Possible for a 64bit CPU to fail down to 32-bit?

Everyone saying that it's impossible that a CPU could fail to 32-bits is potentially wrong. On the surface level, the distinction between a 32-bit and 64-bit CPU is the word size. This is just essentially a measure of how large the chunks of data that the processor deals with are. This means 64-bit CPUs have 64-bit registers (used to load/store values into and the results of computations--you can think of them as the paper you use when you're doing math just as you write down the problem, intermediate steps, and the answer, CPUs store that sort of info in registers), can read from memory in 64-bit chunks (and no--mind you--by memory I don't mean RAM. RAM is much too slow for a CPU to read directly from, and only at 64 bits at a time. I mean the CPU's cache. Ultimately all instructions your CPU runs are read from the far faster cache), and so on.

What you should take away from a lot of this is that the word size dictates the physical structure--on the transistor level--of the CPU. In a CPU there are variois components that are connected In a pathway. You might have an ALU connected to a pipeline register. Or opcode logic connected to an ALU. The point is you can imagine that the "wiring" that connects the "upper bits" of the 64 bits somehow failed (also note that Intel CPUs are little endian so it's really the "lower bits") on one of he steps.

If you've ever programmed a 64-bit machine in assembly you'll be familiar with the fact that there are special 32-bit registers that essentially allow you to access the 32-bit section of the 64-bit registers. That's how 64-bit CPUs run in 32-bit mode (but this property isn't universal to 64-bit CPUs and only works because x86-64 is an extension of he original x86 instruction set. Things like opcode location in the address space and so on and so forth surely had to be maintained.

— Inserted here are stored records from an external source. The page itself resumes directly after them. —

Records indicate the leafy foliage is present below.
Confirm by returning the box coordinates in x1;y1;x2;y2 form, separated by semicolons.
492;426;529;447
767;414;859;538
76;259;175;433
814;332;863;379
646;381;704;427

Anyway, with all that in mind, you can imagine that some process in the CPU that deals with the extra 32-bits of the 64-bit address space fails that doesn't affect 32-bit functionality. But I think with how ferociously complicated modern CPUs are and how many operations are performed by the CPU itself and not from instructions from memory (things like pipelining are physically hard-coded onto the CPU) leads me to believe such an error is either extremely extremely improbably or potential impossible on modern architecture. However, from my simple what-I-learned-as-an-undergrad-taking-a-computer-systems-class it seems possible.